Working Definitions of Movement Screening
Agreed by the International Movement Screening and Interventions Group (IMSIG) - updated 8th December 2016:
Movement screening involves the quantitative or qualitative observation of a single movement and/or a composite battery of movements to predict injury or direct management of physical conditioning, injury prevention, rehabilitation, etc.
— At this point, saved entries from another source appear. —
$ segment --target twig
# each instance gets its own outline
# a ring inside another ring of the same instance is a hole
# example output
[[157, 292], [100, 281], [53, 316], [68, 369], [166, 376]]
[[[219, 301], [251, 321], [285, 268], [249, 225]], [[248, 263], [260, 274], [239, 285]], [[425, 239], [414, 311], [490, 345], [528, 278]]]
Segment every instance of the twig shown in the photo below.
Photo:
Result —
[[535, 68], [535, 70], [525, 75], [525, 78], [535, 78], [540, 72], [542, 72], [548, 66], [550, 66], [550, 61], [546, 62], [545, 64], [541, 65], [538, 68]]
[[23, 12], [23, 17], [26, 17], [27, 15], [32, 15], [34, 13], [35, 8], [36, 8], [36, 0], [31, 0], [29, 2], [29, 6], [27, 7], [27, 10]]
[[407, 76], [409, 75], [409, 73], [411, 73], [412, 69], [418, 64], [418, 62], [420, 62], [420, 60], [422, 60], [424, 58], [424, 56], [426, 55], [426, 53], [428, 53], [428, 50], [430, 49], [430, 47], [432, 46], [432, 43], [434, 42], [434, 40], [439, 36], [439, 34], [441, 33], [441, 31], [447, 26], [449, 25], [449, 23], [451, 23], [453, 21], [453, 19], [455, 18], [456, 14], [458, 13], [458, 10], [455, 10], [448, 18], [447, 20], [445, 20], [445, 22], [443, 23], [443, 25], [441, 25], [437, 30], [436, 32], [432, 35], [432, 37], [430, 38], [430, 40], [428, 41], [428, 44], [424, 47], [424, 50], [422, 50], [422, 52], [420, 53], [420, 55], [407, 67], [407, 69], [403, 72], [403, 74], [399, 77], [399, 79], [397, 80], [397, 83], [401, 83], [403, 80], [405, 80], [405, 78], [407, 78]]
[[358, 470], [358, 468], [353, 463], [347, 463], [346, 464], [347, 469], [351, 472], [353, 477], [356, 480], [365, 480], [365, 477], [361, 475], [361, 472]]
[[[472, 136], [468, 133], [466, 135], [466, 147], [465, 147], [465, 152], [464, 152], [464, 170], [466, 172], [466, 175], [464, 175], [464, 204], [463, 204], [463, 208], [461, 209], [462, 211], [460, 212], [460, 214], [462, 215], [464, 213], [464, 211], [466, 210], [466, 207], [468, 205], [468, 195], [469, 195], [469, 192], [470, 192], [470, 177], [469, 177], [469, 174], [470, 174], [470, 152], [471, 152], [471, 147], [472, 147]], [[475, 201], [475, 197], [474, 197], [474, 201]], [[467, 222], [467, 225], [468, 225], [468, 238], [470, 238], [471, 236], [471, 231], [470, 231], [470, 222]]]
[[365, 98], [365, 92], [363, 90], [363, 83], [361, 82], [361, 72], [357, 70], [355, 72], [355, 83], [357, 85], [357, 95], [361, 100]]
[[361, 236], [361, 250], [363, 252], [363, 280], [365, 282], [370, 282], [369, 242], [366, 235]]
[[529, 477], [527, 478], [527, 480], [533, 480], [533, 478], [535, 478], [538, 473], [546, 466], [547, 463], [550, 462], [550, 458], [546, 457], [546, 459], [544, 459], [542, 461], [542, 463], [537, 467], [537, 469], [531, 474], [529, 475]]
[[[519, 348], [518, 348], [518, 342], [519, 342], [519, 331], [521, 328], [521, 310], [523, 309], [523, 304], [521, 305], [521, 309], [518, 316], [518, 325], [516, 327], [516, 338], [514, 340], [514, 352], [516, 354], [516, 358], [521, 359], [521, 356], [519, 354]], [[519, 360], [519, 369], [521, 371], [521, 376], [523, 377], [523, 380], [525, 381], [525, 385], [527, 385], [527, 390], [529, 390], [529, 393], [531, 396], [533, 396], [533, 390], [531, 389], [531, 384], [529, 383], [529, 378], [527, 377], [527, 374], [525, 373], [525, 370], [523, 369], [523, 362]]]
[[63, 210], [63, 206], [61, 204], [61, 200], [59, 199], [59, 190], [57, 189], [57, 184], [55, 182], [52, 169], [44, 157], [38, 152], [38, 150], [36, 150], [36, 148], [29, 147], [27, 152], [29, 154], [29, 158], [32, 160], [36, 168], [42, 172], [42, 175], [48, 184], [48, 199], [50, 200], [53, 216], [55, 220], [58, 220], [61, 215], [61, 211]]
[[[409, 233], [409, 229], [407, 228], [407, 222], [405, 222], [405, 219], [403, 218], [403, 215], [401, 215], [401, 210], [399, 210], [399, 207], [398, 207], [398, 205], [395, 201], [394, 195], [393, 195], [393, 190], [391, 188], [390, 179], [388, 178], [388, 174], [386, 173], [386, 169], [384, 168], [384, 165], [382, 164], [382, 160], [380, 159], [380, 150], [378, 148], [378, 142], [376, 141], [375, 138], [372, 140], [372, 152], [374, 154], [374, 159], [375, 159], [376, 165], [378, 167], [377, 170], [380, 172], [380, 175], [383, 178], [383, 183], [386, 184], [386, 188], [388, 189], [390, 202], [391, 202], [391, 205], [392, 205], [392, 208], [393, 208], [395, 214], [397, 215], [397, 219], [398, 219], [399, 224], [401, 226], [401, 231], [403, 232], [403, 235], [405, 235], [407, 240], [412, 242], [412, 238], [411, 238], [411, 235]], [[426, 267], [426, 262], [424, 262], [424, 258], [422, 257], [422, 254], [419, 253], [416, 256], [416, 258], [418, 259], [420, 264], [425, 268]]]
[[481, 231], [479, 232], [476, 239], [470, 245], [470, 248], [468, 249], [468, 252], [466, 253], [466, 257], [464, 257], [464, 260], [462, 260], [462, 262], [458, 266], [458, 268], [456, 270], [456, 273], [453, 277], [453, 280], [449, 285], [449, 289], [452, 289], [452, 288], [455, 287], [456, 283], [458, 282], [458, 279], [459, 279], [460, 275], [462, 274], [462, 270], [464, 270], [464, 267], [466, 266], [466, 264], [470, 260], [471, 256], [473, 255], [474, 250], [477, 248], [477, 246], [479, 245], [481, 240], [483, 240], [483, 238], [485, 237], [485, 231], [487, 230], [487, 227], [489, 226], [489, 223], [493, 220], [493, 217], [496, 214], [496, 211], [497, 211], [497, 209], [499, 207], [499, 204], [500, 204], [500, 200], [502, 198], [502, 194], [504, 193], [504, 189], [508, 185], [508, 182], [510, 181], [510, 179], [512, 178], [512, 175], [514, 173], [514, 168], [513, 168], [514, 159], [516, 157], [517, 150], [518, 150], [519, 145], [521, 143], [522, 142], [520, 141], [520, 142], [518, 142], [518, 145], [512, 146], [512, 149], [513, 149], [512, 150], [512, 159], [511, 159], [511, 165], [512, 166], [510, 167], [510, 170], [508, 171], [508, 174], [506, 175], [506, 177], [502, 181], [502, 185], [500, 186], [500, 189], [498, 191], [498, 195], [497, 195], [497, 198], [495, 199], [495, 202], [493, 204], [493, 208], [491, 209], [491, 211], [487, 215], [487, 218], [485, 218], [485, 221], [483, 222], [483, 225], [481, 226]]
Types of movement screening:
Quantitative Movement Tests
The measurement of a quantitative outcome(s) of strength, power, balance or agility; often through multi-joint movements. An example is the distance covered during the Triple Single Leg Hop or Star Excursion Balance Test. The variables produced by these tests are continuous variables, e.g. the distance (cm) covered during a Triple Single Leg Hop or Star Excursion Balance Test. These tests are sometimes referred to Physical Performance Tests but performance testing is often used to describe more challenging tasks than some of the quantitative movement tests, so it is not an alternative term for this category of tests.
Movement Quality Tests
The identification and rating of compensations, asymmetries, impairments or efficiency of movement through transitional (e.g. squat, sit-stand, lunge) or dynamic (hopping, walking, landing, cutting) movement tasks. The variables produced by these tests are typically categorical variables. For example, some variables are dichotomous, such as yes/no, pass/fail, while others have more than two options, so are ordinal (e.g. poor/ fair/ good).
Purposes of movement screening:
- Determine physical capability (quantitative) and movement quality
- Identify painful movement
- Identify risk factors
- Guide management (e.g., inform referral, improve movement quality/efficiency, inform a training plan to increase physical capacity, conditioning, injury prevention, rehabilitation etc.)
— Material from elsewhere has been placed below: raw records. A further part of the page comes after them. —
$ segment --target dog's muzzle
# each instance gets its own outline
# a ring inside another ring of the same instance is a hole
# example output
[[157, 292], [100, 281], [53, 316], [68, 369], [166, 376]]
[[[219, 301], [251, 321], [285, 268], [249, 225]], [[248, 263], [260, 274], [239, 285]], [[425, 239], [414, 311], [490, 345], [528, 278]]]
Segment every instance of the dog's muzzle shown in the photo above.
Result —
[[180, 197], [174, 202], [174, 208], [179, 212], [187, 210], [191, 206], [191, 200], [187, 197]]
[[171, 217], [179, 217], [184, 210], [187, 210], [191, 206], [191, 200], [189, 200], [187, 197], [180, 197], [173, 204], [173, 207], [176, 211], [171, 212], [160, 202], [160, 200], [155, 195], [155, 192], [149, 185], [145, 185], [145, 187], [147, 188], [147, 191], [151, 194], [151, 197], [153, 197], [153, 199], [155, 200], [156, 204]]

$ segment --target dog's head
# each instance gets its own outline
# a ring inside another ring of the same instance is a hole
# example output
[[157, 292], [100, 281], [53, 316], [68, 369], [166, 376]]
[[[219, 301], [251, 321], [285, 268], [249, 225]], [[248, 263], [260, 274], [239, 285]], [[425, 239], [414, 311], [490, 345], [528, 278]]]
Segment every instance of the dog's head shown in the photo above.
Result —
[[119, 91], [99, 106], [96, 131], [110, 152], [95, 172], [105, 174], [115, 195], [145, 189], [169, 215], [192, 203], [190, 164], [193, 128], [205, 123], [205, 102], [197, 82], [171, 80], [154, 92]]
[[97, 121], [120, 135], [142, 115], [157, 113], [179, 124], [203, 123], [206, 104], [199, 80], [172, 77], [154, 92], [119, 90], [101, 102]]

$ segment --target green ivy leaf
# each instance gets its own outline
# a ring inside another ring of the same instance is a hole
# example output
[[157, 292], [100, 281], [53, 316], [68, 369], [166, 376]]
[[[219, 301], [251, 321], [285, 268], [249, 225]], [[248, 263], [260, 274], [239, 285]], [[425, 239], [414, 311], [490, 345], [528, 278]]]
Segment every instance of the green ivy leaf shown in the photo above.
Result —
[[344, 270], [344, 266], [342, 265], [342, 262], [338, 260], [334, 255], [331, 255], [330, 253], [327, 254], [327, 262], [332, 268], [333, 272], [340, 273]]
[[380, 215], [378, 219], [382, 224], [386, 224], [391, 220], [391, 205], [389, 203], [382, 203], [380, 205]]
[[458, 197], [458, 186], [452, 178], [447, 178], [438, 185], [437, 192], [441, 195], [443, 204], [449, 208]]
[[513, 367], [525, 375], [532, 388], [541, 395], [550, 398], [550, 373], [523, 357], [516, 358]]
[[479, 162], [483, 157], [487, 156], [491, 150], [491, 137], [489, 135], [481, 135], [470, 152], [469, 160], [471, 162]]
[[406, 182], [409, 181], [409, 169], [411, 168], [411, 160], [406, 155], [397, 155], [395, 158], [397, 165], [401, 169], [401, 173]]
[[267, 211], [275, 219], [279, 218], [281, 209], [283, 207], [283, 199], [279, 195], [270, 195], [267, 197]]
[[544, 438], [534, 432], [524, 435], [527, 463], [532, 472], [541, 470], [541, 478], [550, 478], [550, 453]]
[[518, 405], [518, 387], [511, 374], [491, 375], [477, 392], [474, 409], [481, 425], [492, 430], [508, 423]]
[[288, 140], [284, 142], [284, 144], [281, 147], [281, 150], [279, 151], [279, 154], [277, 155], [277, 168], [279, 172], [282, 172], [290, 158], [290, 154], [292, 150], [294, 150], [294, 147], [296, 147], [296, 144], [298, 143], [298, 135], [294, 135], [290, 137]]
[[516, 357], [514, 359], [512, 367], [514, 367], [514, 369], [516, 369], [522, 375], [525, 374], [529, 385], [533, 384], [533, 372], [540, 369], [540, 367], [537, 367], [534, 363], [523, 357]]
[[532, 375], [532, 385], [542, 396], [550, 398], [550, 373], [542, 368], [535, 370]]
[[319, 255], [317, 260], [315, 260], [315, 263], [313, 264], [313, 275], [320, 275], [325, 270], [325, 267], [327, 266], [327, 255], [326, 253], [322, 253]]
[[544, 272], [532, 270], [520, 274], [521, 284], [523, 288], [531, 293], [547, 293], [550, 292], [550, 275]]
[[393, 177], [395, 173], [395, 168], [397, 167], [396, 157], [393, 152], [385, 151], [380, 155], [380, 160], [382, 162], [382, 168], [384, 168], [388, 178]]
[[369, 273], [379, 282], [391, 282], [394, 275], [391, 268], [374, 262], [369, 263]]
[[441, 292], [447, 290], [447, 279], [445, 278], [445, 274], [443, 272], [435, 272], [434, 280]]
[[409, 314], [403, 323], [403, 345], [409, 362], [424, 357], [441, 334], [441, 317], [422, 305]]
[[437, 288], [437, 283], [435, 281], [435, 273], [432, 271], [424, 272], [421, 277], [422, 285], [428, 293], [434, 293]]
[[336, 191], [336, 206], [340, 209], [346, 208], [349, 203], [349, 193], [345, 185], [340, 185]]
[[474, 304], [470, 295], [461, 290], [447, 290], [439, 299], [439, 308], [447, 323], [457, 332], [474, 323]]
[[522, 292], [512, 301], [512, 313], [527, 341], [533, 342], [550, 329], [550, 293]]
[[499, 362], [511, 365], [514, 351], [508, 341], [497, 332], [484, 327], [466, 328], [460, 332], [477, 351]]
- To direct referral for primary, secondary, tertiary prevention, defined in the context of injury and osteoarthritis:
- Primary prevention - protecting healthy people from developing or experiencing an injury via risk reduction strategies
- Secondary prevention - preventing re-injury or overuse to prevent progression to osteoarthritis / halting or slowing the progression of osteoarthritis in its early stages
- Tertiary prevention – learning to manage osteoarthritis and reduce its impact on function, joint longevity and quality of life.